Luminaries doesn’t preach religion. It inevitably strengthens your spirit. You need your spirit strong to get through each day. That is the investment.
The sugar detox was tough. Don’t get me wrong. But I did it. I did it so well, Eric decided to join me in my last two weeks on retreat. I now have a husband who goes shopping with me and use the phrase “nutritionally-dense food”. His belt has a new hole in to keep it tighter around his waist. Me? Yes, I lost my thirty pounds. And more. I lost thirty-eight pounds. I have so much more to go. The thing is, now I have a marriage as support. I’m yelling less. I talk more. Reasoning is better and clearer. It is difficult to rebuild foundations. It is sad to tear down buildings. Memories. But my foundation was mixed with sugar. I am a sugar addict. My future will have less of it. It is the number one addiction in my opinion at the moment in the world. I’m not a victim but a fighter. I’m training in sugar guerrilla warfare.


Training in "sugar guerilla warfare" as Ann put it
Throughout my weight loss journey in my past, I had so many puzzle pieces. Books, dieticians, different diets and doctors and opinions. I never knew where it will end. I had a picture in my mind but never where this picture fit in. Luminaries and Amy gave me the frame. Boundaries. A place to fit in. That says a lot, because of my weight, I never use to fit into anything. No roller coasters, booths at restaurants, airplane seats. I’m filling in my own picture.

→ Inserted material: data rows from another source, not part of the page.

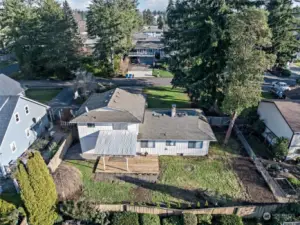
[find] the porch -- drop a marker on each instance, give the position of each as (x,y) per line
(130,165)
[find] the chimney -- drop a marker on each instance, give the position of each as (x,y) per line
(173,111)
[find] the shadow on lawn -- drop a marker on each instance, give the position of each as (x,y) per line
(192,196)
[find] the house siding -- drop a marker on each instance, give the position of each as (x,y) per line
(16,131)
(274,121)
(88,135)
(181,147)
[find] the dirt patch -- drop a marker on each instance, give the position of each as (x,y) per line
(253,182)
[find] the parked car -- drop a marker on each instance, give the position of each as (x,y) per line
(281,86)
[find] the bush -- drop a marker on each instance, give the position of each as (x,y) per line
(286,73)
(189,219)
(229,220)
(125,218)
(172,220)
(281,148)
(204,219)
(149,219)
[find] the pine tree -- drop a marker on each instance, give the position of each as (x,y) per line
(38,190)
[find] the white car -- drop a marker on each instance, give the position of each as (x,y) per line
(282,86)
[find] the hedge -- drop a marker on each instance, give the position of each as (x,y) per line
(204,219)
(229,220)
(189,219)
(149,219)
(172,220)
(125,218)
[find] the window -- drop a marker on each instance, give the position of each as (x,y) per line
(91,125)
(27,132)
(170,143)
(17,117)
(26,110)
(13,146)
(195,144)
(120,126)
(147,144)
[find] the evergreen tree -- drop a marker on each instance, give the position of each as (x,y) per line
(38,190)
(283,24)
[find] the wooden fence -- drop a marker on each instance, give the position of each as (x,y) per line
(243,211)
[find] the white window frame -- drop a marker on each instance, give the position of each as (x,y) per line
(13,144)
(27,130)
(17,114)
(26,106)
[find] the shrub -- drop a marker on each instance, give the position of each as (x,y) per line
(172,220)
(286,73)
(149,219)
(189,219)
(125,218)
(229,220)
(281,148)
(204,219)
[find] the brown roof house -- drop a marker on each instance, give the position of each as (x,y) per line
(282,119)
(116,123)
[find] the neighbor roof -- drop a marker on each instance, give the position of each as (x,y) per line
(290,110)
(9,86)
(7,107)
(127,107)
(159,125)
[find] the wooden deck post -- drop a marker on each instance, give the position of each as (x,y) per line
(127,164)
(103,163)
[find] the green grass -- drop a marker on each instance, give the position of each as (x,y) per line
(42,95)
(179,179)
(267,95)
(164,97)
(162,73)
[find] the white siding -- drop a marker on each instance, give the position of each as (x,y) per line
(273,119)
(180,148)
(88,135)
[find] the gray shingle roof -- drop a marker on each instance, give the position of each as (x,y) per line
(128,107)
(7,107)
(117,142)
(9,86)
(161,126)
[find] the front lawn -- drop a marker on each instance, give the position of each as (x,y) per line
(182,179)
(42,95)
(164,97)
(162,73)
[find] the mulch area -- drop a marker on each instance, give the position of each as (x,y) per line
(253,182)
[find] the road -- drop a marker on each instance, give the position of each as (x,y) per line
(142,82)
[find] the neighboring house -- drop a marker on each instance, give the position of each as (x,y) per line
(9,86)
(282,119)
(22,121)
(115,123)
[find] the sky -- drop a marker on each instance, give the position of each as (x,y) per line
(143,4)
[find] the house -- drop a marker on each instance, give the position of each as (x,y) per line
(282,119)
(22,121)
(116,123)
(9,86)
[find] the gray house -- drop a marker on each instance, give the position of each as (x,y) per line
(22,121)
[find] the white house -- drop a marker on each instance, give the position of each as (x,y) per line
(282,119)
(116,123)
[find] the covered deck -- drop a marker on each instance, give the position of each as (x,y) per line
(128,165)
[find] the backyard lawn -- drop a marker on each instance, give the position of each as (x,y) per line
(42,95)
(181,180)
(164,97)
(162,73)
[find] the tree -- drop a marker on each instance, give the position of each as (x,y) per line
(160,22)
(148,17)
(113,23)
(249,33)
(283,24)
(37,190)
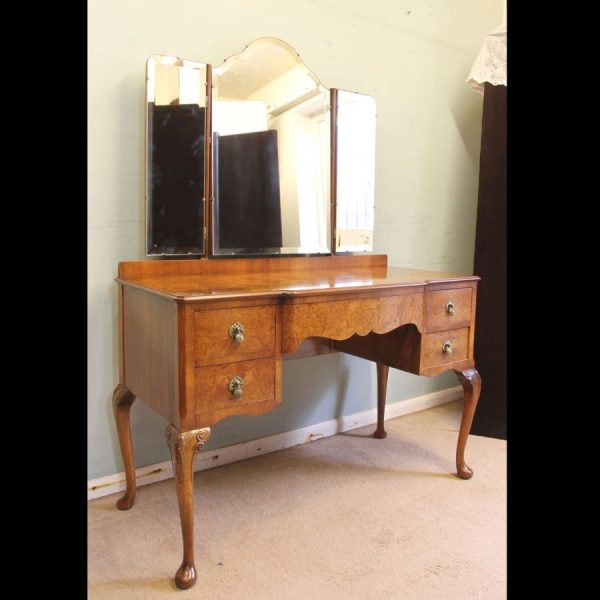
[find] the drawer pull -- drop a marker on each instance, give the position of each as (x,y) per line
(236,386)
(236,331)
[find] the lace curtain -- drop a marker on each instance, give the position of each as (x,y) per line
(490,64)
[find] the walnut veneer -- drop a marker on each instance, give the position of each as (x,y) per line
(179,354)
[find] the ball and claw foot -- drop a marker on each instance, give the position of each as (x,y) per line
(380,434)
(185,577)
(464,471)
(126,502)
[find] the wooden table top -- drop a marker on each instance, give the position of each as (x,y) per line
(193,287)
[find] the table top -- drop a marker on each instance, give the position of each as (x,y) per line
(194,287)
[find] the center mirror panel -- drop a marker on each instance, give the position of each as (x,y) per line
(271,151)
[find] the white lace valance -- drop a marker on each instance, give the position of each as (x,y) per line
(490,64)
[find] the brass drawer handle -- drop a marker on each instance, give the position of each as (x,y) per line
(236,331)
(236,386)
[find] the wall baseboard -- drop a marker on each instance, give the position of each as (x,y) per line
(111,484)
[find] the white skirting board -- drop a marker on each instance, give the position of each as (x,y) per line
(110,484)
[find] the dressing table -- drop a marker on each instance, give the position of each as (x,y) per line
(203,338)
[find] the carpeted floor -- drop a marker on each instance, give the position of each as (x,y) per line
(341,518)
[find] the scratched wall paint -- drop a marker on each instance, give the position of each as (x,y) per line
(412,56)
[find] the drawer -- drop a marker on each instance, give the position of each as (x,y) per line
(212,384)
(432,347)
(448,308)
(213,344)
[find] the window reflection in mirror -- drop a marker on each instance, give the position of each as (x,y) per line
(176,104)
(355,189)
(271,154)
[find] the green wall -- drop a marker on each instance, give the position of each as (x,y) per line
(412,57)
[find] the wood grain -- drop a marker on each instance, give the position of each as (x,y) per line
(122,401)
(471,383)
(183,447)
(213,344)
(382,375)
(400,348)
(238,266)
(150,351)
(341,319)
(212,391)
(432,353)
(436,315)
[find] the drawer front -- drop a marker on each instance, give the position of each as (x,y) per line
(212,385)
(213,344)
(448,308)
(433,353)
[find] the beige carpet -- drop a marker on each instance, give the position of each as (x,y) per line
(341,518)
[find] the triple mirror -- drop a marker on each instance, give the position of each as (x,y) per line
(256,157)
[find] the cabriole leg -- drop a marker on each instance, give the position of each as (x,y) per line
(122,401)
(471,383)
(183,448)
(382,373)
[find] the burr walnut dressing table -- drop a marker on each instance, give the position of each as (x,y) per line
(202,339)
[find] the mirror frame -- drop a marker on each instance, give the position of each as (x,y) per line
(210,208)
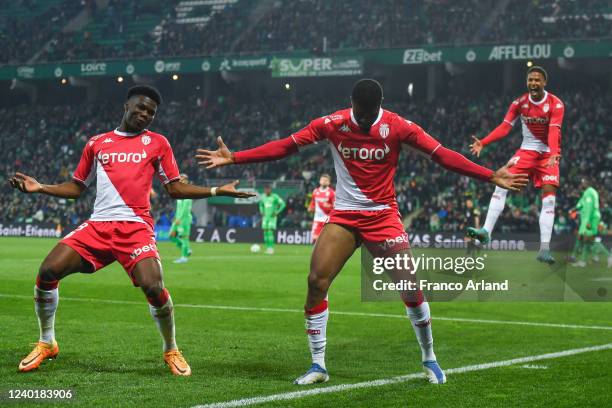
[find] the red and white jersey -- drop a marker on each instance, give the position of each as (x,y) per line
(365,163)
(536,117)
(124,164)
(322,203)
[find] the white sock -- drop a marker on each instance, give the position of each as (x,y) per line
(45,305)
(164,318)
(547,220)
(316,328)
(496,206)
(421,323)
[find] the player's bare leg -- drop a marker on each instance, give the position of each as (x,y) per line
(417,309)
(333,248)
(59,263)
(547,220)
(148,275)
(496,207)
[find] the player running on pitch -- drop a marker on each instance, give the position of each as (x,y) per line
(270,206)
(181,225)
(541,116)
(124,162)
(321,205)
(365,142)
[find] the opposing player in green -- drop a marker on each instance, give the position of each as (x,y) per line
(270,205)
(181,225)
(590,217)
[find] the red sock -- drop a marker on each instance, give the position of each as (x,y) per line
(160,300)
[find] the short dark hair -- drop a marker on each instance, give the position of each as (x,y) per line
(537,68)
(367,93)
(145,90)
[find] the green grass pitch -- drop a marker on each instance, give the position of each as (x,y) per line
(111,351)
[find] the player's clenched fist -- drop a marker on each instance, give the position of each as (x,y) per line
(24,183)
(230,190)
(215,158)
(476,147)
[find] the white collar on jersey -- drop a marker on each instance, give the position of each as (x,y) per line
(120,133)
(539,102)
(375,122)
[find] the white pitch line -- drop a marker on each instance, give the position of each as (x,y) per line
(400,379)
(362,314)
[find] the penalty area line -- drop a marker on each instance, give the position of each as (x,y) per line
(400,379)
(332,312)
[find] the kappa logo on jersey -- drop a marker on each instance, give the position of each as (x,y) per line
(332,117)
(383,130)
(138,251)
(361,153)
(120,157)
(535,120)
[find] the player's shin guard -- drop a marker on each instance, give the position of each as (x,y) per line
(162,311)
(316,329)
(496,206)
(420,317)
(46,298)
(547,220)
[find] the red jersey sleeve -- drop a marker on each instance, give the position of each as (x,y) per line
(513,112)
(278,149)
(167,169)
(310,134)
(414,136)
(554,127)
(86,169)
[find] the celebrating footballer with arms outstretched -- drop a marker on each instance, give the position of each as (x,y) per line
(365,142)
(541,116)
(124,162)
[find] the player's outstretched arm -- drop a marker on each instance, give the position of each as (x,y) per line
(28,184)
(274,150)
(458,163)
(182,190)
(498,133)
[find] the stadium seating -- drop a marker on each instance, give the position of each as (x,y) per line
(425,192)
(210,27)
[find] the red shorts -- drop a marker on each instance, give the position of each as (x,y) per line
(317,226)
(534,164)
(102,242)
(382,232)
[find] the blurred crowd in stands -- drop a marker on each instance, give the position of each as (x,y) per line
(46,142)
(138,29)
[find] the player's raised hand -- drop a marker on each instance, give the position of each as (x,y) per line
(24,183)
(504,179)
(215,158)
(230,190)
(553,160)
(476,147)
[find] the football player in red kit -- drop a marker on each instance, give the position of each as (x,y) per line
(365,143)
(541,116)
(123,162)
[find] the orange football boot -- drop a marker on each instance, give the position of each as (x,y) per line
(41,352)
(177,363)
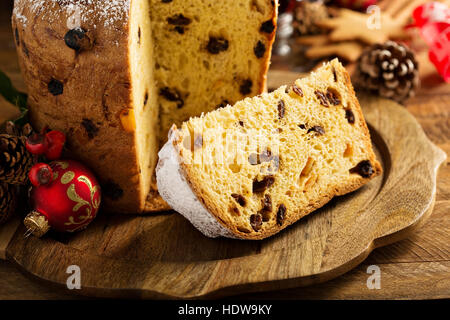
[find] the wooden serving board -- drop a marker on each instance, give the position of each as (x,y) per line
(163,256)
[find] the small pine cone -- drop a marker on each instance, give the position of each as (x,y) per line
(390,70)
(8,201)
(15,160)
(306,15)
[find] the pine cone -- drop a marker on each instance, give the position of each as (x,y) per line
(15,160)
(8,201)
(307,14)
(390,70)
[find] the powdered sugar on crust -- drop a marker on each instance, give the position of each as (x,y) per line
(77,11)
(175,190)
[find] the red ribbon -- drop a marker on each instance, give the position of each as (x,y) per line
(433,21)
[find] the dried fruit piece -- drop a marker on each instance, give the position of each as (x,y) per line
(256,221)
(350,116)
(198,142)
(317,129)
(261,186)
(56,140)
(265,156)
(179,29)
(246,87)
(40,174)
(217,45)
(172,95)
(55,87)
(281,109)
(179,20)
(36,144)
(128,120)
(239,199)
(322,98)
(267,27)
(253,159)
(145,98)
(260,49)
(333,97)
(90,127)
(112,190)
(364,169)
(281,214)
(266,204)
(297,90)
(16,34)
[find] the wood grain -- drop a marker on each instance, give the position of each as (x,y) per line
(123,256)
(417,267)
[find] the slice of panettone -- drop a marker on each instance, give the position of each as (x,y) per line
(248,171)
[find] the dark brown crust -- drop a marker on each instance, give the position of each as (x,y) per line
(358,181)
(111,154)
(156,203)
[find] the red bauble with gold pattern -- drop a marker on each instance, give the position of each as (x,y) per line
(68,203)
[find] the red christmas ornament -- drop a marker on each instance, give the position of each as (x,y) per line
(433,21)
(66,204)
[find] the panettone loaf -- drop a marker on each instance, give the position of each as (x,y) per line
(249,170)
(114,75)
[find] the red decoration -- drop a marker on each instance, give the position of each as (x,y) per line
(66,204)
(433,21)
(355,4)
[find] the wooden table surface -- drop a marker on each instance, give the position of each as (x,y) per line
(415,268)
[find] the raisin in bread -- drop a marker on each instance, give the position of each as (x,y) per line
(249,170)
(113,75)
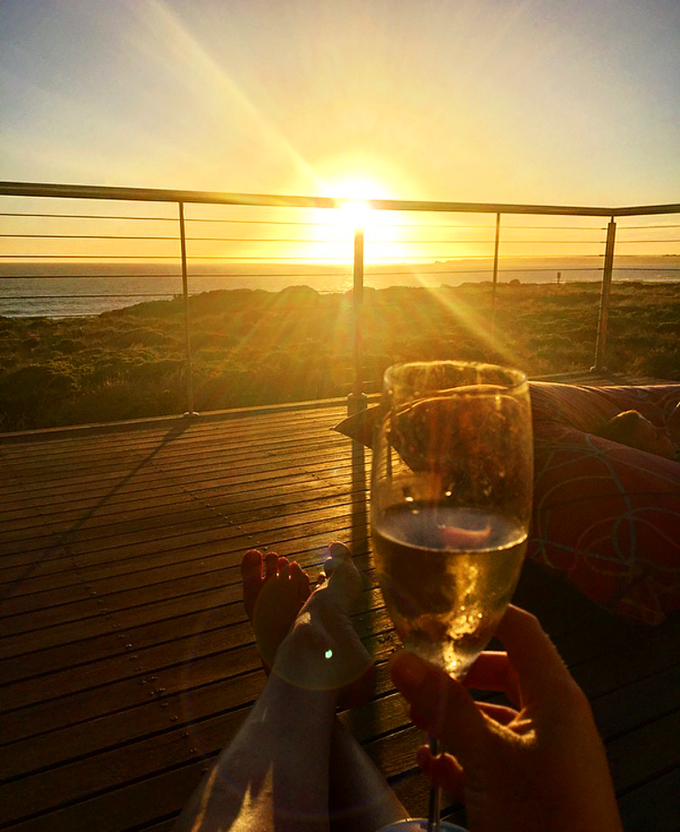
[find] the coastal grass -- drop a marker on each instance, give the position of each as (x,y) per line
(252,347)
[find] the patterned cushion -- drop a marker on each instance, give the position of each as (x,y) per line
(605,515)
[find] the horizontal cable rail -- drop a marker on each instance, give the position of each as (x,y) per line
(400,239)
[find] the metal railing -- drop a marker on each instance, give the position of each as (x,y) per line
(163,246)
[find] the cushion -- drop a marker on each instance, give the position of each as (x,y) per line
(606,516)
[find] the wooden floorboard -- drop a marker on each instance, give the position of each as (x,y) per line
(126,661)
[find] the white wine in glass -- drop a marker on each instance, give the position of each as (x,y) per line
(451,497)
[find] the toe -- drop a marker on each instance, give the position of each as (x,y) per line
(271,563)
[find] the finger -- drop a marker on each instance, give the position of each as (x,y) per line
(539,666)
(493,671)
(499,713)
(440,705)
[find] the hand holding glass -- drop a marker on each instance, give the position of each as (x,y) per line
(451,502)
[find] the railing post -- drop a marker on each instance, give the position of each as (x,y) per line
(357,398)
(495,273)
(603,315)
(187,326)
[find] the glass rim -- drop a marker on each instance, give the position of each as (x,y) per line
(515,378)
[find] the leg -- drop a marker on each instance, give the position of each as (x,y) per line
(276,772)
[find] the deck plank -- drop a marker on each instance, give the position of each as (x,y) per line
(126,661)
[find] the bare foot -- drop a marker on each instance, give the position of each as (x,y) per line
(323,651)
(274,590)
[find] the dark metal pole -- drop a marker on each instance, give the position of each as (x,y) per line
(495,273)
(357,399)
(603,316)
(187,327)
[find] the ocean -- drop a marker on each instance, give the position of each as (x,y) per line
(60,291)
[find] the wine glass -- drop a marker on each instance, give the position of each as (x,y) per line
(451,497)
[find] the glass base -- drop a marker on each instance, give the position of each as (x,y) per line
(419,825)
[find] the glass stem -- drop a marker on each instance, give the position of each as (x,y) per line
(434,811)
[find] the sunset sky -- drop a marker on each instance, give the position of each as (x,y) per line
(541,101)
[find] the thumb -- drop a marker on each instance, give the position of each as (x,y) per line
(440,705)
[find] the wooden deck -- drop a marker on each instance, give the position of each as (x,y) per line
(127,662)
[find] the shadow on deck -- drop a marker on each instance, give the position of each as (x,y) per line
(126,659)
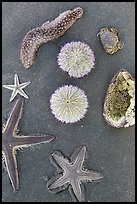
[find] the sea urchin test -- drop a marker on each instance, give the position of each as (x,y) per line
(119,106)
(76,58)
(50,30)
(69,104)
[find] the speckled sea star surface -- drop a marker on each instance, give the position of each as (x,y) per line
(11,142)
(50,30)
(72,174)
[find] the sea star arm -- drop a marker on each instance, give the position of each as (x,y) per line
(76,190)
(91,175)
(23,85)
(14,117)
(60,160)
(11,164)
(22,93)
(58,183)
(80,157)
(11,87)
(14,93)
(20,141)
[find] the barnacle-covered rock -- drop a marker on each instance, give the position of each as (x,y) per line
(119,105)
(110,40)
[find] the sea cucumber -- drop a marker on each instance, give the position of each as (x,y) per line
(50,30)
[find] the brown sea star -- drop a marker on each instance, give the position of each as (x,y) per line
(72,174)
(11,142)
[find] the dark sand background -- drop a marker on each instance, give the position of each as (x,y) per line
(110,150)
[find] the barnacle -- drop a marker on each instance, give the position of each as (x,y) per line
(119,105)
(76,58)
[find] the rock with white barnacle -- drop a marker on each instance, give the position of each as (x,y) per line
(48,31)
(119,105)
(77,59)
(110,40)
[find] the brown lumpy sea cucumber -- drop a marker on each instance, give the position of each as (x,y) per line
(50,30)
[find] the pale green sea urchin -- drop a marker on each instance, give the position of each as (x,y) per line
(69,104)
(76,58)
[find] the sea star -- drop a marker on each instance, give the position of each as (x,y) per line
(11,142)
(73,174)
(50,30)
(17,88)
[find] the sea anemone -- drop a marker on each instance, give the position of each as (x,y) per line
(69,104)
(76,58)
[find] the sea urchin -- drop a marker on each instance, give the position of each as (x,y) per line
(69,104)
(76,58)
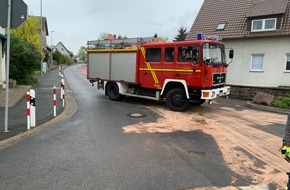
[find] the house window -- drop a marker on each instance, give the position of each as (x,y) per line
(257,62)
(264,25)
(287,68)
(221,26)
(153,54)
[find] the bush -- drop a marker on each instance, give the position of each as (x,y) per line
(282,103)
(24,60)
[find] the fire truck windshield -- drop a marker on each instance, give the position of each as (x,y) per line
(213,54)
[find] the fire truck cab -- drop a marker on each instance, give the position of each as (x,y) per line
(179,73)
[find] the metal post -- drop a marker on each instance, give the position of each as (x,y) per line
(41,36)
(54,101)
(7,66)
(28,110)
(32,108)
(51,50)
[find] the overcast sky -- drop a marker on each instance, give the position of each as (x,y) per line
(77,21)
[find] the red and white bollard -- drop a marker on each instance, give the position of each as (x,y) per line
(54,101)
(28,109)
(62,92)
(32,108)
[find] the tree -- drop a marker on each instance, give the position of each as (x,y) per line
(181,36)
(82,54)
(60,58)
(29,31)
(24,60)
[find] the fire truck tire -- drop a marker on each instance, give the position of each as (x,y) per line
(113,92)
(176,99)
(197,103)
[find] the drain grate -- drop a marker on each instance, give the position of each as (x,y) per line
(136,115)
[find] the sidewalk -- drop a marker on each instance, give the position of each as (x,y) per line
(17,120)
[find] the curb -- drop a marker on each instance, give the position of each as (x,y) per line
(267,108)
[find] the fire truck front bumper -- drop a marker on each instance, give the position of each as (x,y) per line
(215,93)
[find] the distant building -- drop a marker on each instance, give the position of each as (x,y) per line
(62,49)
(2,57)
(258,31)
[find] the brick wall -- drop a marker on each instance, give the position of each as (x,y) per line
(248,93)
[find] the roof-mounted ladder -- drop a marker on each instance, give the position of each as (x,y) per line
(118,43)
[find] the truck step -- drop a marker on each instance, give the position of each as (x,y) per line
(140,96)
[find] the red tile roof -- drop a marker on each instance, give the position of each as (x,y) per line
(234,13)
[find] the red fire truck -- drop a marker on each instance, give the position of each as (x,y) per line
(179,73)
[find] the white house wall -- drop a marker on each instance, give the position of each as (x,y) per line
(273,74)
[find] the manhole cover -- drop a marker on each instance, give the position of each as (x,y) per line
(136,115)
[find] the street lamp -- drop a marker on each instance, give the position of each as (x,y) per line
(51,49)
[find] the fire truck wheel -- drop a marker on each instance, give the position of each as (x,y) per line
(113,92)
(197,103)
(176,100)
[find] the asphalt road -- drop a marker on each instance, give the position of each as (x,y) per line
(92,151)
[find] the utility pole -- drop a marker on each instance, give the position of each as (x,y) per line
(41,36)
(51,49)
(7,66)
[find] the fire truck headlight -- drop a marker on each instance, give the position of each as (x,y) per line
(205,94)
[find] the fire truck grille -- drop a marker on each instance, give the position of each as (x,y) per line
(219,78)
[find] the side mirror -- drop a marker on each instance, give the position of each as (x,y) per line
(231,55)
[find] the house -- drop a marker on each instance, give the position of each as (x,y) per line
(258,31)
(62,49)
(2,57)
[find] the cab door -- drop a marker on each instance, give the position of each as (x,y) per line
(150,70)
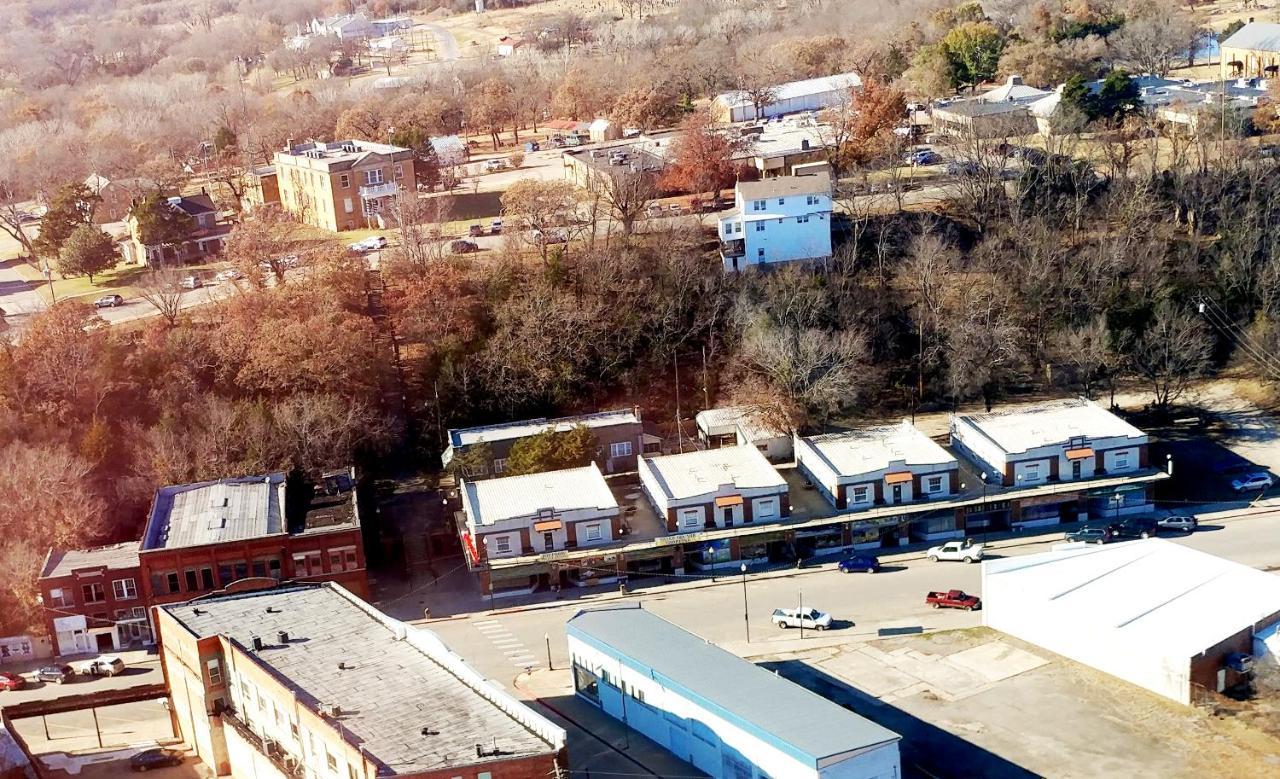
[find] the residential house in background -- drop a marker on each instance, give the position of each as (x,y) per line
(536,513)
(94,599)
(310,681)
(205,239)
(211,536)
(1253,50)
(727,716)
(714,489)
(791,97)
(342,184)
(887,464)
(744,425)
(777,220)
(618,436)
(1056,441)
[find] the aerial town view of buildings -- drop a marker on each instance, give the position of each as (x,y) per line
(512,389)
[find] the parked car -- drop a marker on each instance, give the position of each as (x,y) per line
(158,757)
(952,599)
(1178,522)
(1089,535)
(1133,527)
(9,681)
(1253,481)
(795,618)
(58,674)
(958,550)
(859,562)
(106,665)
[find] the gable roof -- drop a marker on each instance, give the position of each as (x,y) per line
(805,725)
(1260,36)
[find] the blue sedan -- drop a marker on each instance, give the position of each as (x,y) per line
(859,563)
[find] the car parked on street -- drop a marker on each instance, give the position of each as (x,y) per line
(106,665)
(964,550)
(952,599)
(859,562)
(796,618)
(9,681)
(156,757)
(58,674)
(1179,522)
(1133,527)
(1089,535)
(1252,481)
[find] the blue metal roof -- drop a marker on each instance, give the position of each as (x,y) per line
(789,716)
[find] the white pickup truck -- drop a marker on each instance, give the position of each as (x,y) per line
(956,550)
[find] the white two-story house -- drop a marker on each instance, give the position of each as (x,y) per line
(777,220)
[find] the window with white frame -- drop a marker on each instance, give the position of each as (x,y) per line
(124,589)
(691,517)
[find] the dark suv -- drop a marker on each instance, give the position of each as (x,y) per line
(1133,528)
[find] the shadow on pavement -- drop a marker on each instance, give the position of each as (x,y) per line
(926,748)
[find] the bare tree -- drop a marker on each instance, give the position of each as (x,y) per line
(163,291)
(1173,351)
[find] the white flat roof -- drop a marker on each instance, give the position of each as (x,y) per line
(1166,598)
(508,431)
(1024,427)
(695,473)
(874,448)
(513,496)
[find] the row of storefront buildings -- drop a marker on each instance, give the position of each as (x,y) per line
(725,503)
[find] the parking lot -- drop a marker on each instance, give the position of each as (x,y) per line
(1002,708)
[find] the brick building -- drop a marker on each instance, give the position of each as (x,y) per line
(309,681)
(94,599)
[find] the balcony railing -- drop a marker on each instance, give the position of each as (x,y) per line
(384,189)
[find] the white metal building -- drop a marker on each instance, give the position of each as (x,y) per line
(777,220)
(725,715)
(744,425)
(1153,613)
(716,487)
(791,97)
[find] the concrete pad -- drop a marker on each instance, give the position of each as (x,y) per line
(867,673)
(996,660)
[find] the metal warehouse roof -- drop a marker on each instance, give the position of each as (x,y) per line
(763,704)
(1165,598)
(874,448)
(498,499)
(214,512)
(1024,427)
(1261,36)
(695,473)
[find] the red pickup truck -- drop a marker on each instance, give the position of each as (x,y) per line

Amy, Ann, Eric, and personal trainer Steve Hamlin at a race in the last week of Ann's retreat
I think the biggest thing I learned at Luminaries, and Monday night support group, is that my journey does not need a destination anymore. I actually gave up once I put a destination at the end of my journey. What if I take a side road? Explore? Have I failed? Nope. I’m still on my journey. And that is life without sugar. I am allowed to take the side road of birthday cake and celebration food. I don’t have this fit slim woman in mind in my future. I have a mother who has energy, a wife with a good temperament, and a fitter and healthier me, in mind. Goal? The goal is to maybe do that on Mars. But that is a whole other story. Eric would wink, smile and say that is an interesting story. For next time.

Retreat food - fresh, nutritious, and delicious!


#This Is Ann

Wellness is a journey....not a destination
Ann continues her journey at home in Iowa and is living a new lifestyle of exercise, eating right, and cooking meals with her husband Eric. She is thankful that her goals are being realized - not overnight miracles but through dedication and small changes done consistently.